Proportional Regulation
Not all AI training raises the same concerns. A research project training a model on public domain texts is different from a commercial product training on copyrighted works to generate competing content. Regulatory frameworks should be proportional to the actual impact.
The Bigger Picture
The AI training data debate is really a debate about the economics of knowledge creation. Human-created content, the writing, art, code, music, photography, and journalism that makes up training data, has enormous value. The question is whether AI companies can capture that value without compensating the people who created it.

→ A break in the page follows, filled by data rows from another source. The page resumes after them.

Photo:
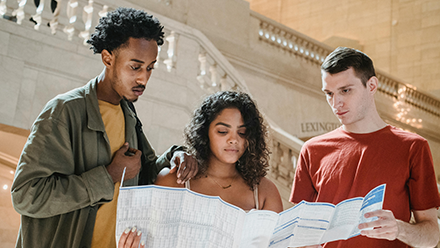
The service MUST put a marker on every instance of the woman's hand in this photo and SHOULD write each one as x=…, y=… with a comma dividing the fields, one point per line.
x=130, y=238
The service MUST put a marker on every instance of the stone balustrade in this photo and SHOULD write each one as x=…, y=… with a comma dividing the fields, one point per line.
x=75, y=18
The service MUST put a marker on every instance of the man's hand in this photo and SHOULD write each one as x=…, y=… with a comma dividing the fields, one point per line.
x=423, y=233
x=185, y=165
x=125, y=157
x=385, y=227
x=130, y=239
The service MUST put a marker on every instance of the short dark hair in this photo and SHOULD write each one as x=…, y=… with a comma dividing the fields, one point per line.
x=114, y=30
x=343, y=58
x=252, y=165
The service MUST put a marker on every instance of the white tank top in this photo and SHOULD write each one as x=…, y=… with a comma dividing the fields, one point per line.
x=257, y=205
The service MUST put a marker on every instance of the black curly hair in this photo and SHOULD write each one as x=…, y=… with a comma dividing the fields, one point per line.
x=253, y=164
x=114, y=30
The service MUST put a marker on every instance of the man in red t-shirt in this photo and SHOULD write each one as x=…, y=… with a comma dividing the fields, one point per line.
x=364, y=153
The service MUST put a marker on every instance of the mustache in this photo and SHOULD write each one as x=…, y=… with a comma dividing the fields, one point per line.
x=140, y=87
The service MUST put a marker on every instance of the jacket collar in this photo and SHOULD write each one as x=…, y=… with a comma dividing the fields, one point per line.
x=94, y=120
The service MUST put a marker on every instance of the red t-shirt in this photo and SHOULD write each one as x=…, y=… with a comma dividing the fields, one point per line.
x=341, y=165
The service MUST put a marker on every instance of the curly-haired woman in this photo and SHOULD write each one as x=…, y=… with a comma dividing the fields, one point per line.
x=227, y=137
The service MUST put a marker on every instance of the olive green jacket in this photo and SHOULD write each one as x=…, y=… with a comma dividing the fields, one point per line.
x=61, y=178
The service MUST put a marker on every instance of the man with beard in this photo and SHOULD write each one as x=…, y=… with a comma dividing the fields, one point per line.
x=67, y=179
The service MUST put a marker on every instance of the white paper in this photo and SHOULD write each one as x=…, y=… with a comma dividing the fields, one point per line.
x=179, y=217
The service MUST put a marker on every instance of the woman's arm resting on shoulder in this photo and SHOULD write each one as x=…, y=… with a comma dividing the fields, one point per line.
x=423, y=233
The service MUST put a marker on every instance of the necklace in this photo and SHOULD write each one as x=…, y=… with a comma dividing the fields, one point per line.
x=223, y=187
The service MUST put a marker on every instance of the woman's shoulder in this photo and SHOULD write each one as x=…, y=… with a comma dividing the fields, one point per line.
x=268, y=192
x=164, y=178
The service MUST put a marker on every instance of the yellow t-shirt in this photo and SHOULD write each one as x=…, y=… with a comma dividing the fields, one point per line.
x=105, y=224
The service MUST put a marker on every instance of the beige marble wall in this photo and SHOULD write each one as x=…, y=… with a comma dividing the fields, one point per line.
x=403, y=37
x=10, y=218
x=35, y=66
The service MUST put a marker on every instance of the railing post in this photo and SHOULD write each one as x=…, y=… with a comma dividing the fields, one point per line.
x=37, y=17
x=19, y=13
x=2, y=8
x=72, y=6
x=172, y=44
x=87, y=19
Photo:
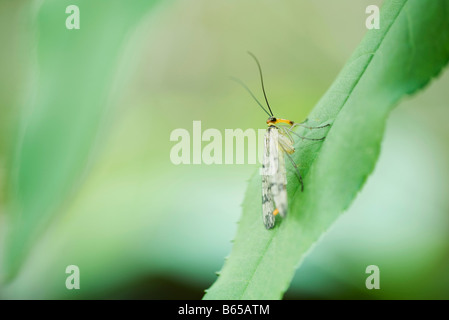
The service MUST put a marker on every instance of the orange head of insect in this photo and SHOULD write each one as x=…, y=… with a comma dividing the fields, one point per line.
x=272, y=121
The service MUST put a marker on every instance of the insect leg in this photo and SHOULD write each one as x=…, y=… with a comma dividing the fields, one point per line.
x=320, y=139
x=308, y=127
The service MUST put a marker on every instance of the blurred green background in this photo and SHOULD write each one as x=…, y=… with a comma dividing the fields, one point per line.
x=85, y=170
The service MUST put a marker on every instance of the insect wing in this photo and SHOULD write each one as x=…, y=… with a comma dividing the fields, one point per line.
x=279, y=181
x=268, y=171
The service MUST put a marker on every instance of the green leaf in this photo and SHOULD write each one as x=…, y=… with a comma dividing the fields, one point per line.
x=64, y=112
x=410, y=48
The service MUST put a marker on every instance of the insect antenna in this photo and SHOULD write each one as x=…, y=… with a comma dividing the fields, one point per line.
x=252, y=95
x=261, y=80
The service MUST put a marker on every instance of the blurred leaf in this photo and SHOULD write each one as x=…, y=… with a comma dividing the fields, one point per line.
x=63, y=117
x=410, y=48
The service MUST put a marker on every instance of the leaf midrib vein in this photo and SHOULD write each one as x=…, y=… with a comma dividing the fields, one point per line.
x=274, y=232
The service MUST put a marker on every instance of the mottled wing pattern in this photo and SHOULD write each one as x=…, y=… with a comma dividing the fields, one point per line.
x=267, y=167
x=279, y=184
x=274, y=180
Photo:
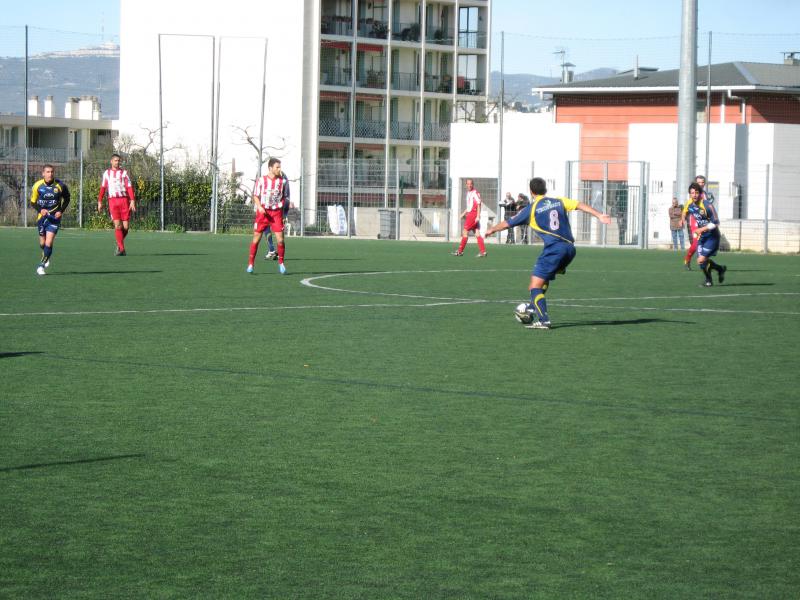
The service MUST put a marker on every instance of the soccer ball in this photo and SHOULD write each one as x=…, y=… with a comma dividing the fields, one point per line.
x=523, y=314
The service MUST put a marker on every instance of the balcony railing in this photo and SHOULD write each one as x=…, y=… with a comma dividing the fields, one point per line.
x=472, y=39
x=407, y=82
x=335, y=77
x=470, y=87
x=334, y=127
x=434, y=181
x=372, y=79
x=368, y=173
x=336, y=25
x=371, y=129
x=400, y=130
x=436, y=132
x=443, y=36
x=373, y=28
x=406, y=32
x=442, y=84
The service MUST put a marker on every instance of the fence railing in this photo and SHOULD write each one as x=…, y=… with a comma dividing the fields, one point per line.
x=758, y=213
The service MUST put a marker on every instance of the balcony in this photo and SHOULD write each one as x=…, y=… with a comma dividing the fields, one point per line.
x=435, y=132
x=406, y=32
x=442, y=36
x=405, y=82
x=373, y=28
x=401, y=130
x=335, y=77
x=336, y=25
x=442, y=84
x=370, y=129
x=434, y=181
x=472, y=39
x=372, y=79
x=334, y=127
x=470, y=87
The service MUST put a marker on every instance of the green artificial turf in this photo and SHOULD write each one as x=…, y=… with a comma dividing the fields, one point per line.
x=171, y=427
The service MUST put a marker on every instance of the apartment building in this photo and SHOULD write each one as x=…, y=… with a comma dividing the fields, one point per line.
x=358, y=95
x=393, y=76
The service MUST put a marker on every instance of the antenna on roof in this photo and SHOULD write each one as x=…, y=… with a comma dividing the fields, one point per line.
x=791, y=58
x=566, y=74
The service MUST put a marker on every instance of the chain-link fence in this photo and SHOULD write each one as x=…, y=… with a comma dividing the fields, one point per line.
x=759, y=207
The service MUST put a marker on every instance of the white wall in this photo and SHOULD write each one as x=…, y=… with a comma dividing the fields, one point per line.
x=187, y=77
x=656, y=144
x=531, y=141
x=785, y=192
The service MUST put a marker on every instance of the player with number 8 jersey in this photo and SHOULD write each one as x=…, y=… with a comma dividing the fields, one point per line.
x=548, y=216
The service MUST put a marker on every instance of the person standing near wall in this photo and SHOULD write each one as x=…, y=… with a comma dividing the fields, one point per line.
x=50, y=197
x=121, y=201
x=675, y=227
x=473, y=221
x=707, y=234
x=270, y=196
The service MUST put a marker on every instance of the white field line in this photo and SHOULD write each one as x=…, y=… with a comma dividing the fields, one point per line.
x=435, y=301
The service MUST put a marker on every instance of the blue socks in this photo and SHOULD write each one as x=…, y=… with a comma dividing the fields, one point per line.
x=539, y=304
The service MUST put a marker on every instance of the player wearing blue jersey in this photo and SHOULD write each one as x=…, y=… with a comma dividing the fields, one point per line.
x=707, y=232
x=50, y=197
x=548, y=216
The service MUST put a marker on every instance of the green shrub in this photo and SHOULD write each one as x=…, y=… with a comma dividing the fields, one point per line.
x=151, y=222
x=98, y=221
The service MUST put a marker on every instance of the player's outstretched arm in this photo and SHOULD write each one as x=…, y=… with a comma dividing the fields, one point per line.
x=501, y=226
x=604, y=218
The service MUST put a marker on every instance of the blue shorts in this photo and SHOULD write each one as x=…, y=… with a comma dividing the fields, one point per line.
x=708, y=245
x=47, y=223
x=554, y=259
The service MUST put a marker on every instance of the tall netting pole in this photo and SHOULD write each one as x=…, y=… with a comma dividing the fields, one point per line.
x=161, y=133
x=25, y=175
x=687, y=95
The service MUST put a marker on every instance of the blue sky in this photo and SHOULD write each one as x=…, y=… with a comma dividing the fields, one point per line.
x=593, y=34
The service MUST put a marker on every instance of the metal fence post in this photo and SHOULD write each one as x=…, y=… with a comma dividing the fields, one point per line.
x=80, y=192
x=766, y=213
x=604, y=229
x=448, y=201
x=397, y=204
x=644, y=177
x=301, y=204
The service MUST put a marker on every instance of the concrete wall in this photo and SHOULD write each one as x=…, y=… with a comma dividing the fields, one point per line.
x=532, y=146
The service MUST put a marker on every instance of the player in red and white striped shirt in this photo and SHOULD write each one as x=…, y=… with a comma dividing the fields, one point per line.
x=270, y=196
x=121, y=200
x=473, y=222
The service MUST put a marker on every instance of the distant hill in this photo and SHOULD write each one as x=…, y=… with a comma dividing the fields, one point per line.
x=518, y=86
x=86, y=72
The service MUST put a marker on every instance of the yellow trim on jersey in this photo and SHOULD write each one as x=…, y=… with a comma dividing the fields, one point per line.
x=689, y=203
x=35, y=192
x=569, y=206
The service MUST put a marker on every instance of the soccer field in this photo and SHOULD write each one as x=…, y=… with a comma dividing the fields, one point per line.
x=375, y=424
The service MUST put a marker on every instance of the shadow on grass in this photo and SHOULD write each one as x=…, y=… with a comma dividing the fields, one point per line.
x=80, y=461
x=618, y=322
x=743, y=284
x=411, y=388
x=132, y=271
x=16, y=354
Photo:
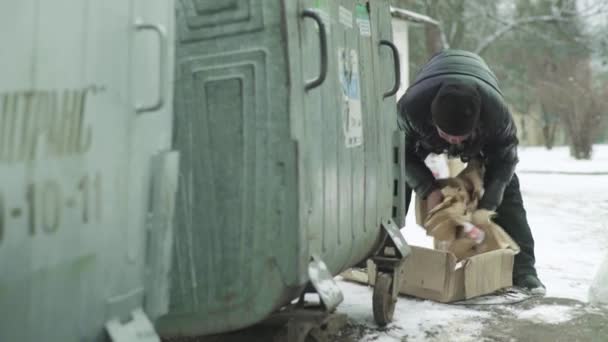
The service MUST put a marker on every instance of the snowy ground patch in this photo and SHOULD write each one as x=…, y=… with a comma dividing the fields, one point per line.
x=415, y=320
x=550, y=314
x=568, y=215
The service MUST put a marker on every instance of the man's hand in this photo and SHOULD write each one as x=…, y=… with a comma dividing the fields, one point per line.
x=434, y=199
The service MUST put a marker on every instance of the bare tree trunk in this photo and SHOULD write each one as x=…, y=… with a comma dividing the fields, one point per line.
x=434, y=40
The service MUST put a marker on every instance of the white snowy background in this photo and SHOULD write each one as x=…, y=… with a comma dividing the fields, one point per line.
x=568, y=214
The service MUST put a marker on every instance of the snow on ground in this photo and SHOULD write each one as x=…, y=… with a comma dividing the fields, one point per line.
x=558, y=159
x=568, y=215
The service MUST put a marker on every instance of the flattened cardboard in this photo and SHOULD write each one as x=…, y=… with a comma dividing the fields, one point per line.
x=435, y=275
x=438, y=278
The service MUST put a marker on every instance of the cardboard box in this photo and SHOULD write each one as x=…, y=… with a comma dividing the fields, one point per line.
x=436, y=275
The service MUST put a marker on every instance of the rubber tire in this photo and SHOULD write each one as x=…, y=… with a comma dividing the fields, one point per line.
x=382, y=300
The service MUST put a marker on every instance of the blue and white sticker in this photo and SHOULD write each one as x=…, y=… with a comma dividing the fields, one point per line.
x=352, y=118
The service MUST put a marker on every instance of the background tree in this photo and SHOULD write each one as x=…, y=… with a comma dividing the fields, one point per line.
x=550, y=57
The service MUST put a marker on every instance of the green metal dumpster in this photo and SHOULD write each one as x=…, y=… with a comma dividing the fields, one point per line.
x=87, y=178
x=285, y=120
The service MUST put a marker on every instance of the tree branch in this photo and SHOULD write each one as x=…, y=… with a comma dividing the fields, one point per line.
x=485, y=43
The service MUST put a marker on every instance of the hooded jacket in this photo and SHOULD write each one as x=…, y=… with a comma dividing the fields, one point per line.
x=493, y=141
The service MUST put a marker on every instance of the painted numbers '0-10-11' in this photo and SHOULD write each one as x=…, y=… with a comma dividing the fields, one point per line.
x=45, y=204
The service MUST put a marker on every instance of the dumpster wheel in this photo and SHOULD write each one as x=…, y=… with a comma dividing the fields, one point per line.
x=382, y=301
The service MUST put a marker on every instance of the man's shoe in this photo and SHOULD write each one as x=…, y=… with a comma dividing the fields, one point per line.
x=530, y=283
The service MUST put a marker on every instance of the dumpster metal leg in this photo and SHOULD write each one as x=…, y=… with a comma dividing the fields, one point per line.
x=388, y=259
x=324, y=284
x=138, y=329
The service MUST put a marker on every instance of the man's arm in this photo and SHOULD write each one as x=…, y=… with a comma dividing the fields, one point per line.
x=417, y=174
x=501, y=153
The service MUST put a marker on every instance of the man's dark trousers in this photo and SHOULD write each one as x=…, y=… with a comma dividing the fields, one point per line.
x=511, y=216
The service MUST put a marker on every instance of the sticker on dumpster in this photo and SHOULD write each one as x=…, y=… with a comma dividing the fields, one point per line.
x=322, y=8
x=365, y=28
x=346, y=17
x=352, y=119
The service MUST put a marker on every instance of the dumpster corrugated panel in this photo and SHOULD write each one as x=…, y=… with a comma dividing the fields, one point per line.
x=72, y=234
x=236, y=242
x=268, y=175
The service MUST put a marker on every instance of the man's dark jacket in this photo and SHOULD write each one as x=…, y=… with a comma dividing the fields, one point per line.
x=494, y=139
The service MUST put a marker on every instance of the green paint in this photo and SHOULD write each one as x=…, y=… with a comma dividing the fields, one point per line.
x=361, y=12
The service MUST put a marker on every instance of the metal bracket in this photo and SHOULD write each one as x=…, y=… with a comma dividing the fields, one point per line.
x=325, y=285
x=139, y=329
x=394, y=243
x=392, y=253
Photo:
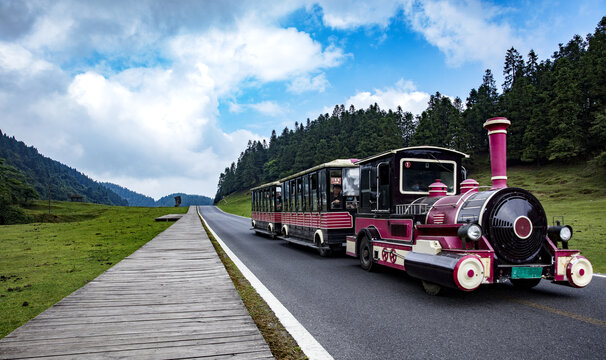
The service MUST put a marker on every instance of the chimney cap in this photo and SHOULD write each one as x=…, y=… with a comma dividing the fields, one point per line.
x=502, y=121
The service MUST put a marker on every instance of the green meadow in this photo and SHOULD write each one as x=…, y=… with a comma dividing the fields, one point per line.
x=42, y=262
x=573, y=191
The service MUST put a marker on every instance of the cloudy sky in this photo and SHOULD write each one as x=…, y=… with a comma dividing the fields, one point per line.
x=161, y=96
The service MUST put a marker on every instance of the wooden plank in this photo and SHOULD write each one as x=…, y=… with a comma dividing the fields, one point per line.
x=171, y=298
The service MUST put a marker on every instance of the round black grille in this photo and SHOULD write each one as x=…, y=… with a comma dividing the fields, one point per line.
x=500, y=216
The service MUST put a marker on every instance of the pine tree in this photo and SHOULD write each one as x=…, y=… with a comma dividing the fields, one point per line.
x=514, y=68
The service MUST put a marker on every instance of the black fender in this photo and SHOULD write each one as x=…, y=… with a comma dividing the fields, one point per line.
x=371, y=233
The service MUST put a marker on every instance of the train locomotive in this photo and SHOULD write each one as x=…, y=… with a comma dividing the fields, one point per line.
x=419, y=214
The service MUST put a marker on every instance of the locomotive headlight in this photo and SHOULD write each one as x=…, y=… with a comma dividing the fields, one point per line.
x=560, y=232
x=471, y=232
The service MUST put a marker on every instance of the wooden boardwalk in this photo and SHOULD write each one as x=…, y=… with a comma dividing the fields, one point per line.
x=170, y=299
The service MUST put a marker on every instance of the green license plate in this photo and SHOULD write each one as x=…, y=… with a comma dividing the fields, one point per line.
x=526, y=272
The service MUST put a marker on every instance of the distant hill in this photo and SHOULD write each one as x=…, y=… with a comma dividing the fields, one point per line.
x=133, y=198
x=42, y=173
x=186, y=200
x=136, y=199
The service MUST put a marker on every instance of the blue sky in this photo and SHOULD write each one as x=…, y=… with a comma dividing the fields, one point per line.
x=161, y=96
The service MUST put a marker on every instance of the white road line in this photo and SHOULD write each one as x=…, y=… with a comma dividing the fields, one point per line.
x=310, y=346
x=218, y=208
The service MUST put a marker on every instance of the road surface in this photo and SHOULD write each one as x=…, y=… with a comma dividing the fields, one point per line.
x=385, y=314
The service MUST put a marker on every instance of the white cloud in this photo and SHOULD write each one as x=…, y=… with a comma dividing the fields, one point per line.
x=307, y=83
x=403, y=94
x=149, y=125
x=270, y=108
x=345, y=14
x=255, y=51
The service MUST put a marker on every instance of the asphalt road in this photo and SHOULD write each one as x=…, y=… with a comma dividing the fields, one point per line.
x=385, y=314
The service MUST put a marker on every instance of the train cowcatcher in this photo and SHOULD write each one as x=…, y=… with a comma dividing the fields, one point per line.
x=450, y=234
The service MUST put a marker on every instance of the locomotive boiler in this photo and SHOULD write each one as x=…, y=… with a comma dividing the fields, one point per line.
x=419, y=214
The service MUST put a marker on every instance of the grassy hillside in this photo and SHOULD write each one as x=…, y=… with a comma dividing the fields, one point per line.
x=41, y=263
x=572, y=191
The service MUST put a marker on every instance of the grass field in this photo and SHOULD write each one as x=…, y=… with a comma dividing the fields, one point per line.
x=572, y=191
x=41, y=263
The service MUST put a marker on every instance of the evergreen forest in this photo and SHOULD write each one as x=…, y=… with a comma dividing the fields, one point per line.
x=51, y=178
x=557, y=107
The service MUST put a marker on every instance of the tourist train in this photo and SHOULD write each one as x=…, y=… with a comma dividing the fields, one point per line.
x=414, y=209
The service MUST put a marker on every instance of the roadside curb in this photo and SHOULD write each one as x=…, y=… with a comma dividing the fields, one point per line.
x=308, y=344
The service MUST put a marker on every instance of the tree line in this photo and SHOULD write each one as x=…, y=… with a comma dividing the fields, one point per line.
x=557, y=107
x=51, y=178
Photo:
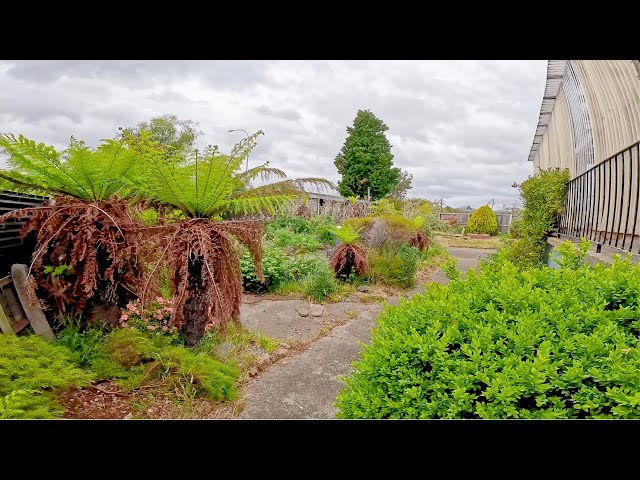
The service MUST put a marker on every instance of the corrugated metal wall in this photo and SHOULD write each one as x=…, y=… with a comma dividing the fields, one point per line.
x=12, y=248
x=596, y=114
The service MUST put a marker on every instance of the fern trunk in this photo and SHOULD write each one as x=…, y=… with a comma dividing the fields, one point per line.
x=197, y=304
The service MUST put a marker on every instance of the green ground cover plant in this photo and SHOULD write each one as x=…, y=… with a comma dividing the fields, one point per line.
x=507, y=343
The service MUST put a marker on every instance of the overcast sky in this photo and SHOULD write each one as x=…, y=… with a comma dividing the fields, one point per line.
x=463, y=128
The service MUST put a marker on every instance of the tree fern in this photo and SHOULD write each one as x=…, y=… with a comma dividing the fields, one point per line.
x=88, y=174
x=208, y=184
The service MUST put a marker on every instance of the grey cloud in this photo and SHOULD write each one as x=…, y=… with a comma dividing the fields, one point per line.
x=143, y=73
x=463, y=129
x=285, y=113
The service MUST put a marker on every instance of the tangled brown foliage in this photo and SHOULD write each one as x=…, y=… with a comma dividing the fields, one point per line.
x=420, y=241
x=347, y=258
x=205, y=267
x=303, y=211
x=89, y=238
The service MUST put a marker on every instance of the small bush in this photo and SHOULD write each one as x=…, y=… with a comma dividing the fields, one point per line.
x=398, y=228
x=294, y=243
x=503, y=343
x=395, y=266
x=275, y=265
x=32, y=370
x=483, y=220
x=319, y=283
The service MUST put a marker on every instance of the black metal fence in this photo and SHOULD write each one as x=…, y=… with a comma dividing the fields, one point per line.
x=602, y=203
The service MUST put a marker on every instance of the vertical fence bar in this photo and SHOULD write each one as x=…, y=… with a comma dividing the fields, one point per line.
x=598, y=176
x=626, y=223
x=606, y=225
x=621, y=197
x=635, y=217
x=587, y=206
x=615, y=199
x=593, y=198
x=580, y=205
x=592, y=176
x=570, y=208
x=592, y=207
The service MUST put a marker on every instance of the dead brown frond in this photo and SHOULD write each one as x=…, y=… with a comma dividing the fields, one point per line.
x=349, y=258
x=205, y=268
x=420, y=241
x=97, y=263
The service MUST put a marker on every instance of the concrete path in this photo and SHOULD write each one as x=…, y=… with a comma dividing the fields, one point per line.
x=305, y=386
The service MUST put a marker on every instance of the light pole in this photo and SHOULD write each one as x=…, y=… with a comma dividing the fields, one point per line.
x=246, y=168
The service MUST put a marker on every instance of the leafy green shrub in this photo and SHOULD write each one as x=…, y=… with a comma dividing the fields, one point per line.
x=543, y=200
x=396, y=266
x=571, y=255
x=278, y=268
x=386, y=206
x=300, y=235
x=503, y=343
x=346, y=233
x=275, y=265
x=398, y=229
x=299, y=267
x=32, y=370
x=294, y=243
x=483, y=220
x=319, y=283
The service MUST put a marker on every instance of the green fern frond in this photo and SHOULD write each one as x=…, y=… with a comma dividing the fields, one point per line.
x=346, y=233
x=81, y=172
x=203, y=184
x=265, y=173
x=271, y=204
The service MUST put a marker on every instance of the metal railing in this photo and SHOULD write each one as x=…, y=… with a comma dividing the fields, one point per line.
x=602, y=203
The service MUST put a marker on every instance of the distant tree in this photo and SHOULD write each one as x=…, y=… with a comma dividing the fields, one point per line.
x=365, y=160
x=176, y=135
x=402, y=187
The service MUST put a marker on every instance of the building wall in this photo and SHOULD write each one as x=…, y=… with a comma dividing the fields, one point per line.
x=556, y=148
x=586, y=119
x=596, y=114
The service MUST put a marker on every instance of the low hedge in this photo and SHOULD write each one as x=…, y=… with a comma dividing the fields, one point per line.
x=483, y=220
x=502, y=343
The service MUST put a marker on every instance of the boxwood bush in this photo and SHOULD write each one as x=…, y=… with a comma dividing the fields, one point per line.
x=483, y=220
x=503, y=343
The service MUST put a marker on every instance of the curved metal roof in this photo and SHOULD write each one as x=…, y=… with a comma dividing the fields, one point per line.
x=555, y=73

If the answer is yes, if training on the entirety of human creative output without compensation is legally and practically normalized, the incentive to create that output diminishes. Why invest in original journalism if an AI can synthesize it? Why develop a distinctive artistic style if a model can replicate it on command?
If the answer is no, if creators have meaningful rights over the use of their work in AI training, then the AI industry needs to develop sustainable data supply chains that respect those rights while still enabling the technology to advance.
The courts, legislatures, and international bodies working on these questions right now are making decisions that will shape whether the knowledge economy has a viable future alongside AI, or whether the creation of the training data that AI depends on becomes economically unsustainable. The stakes are not theoretical. They're the livelihoods of millions of people who create the content that makes AI systems valuable.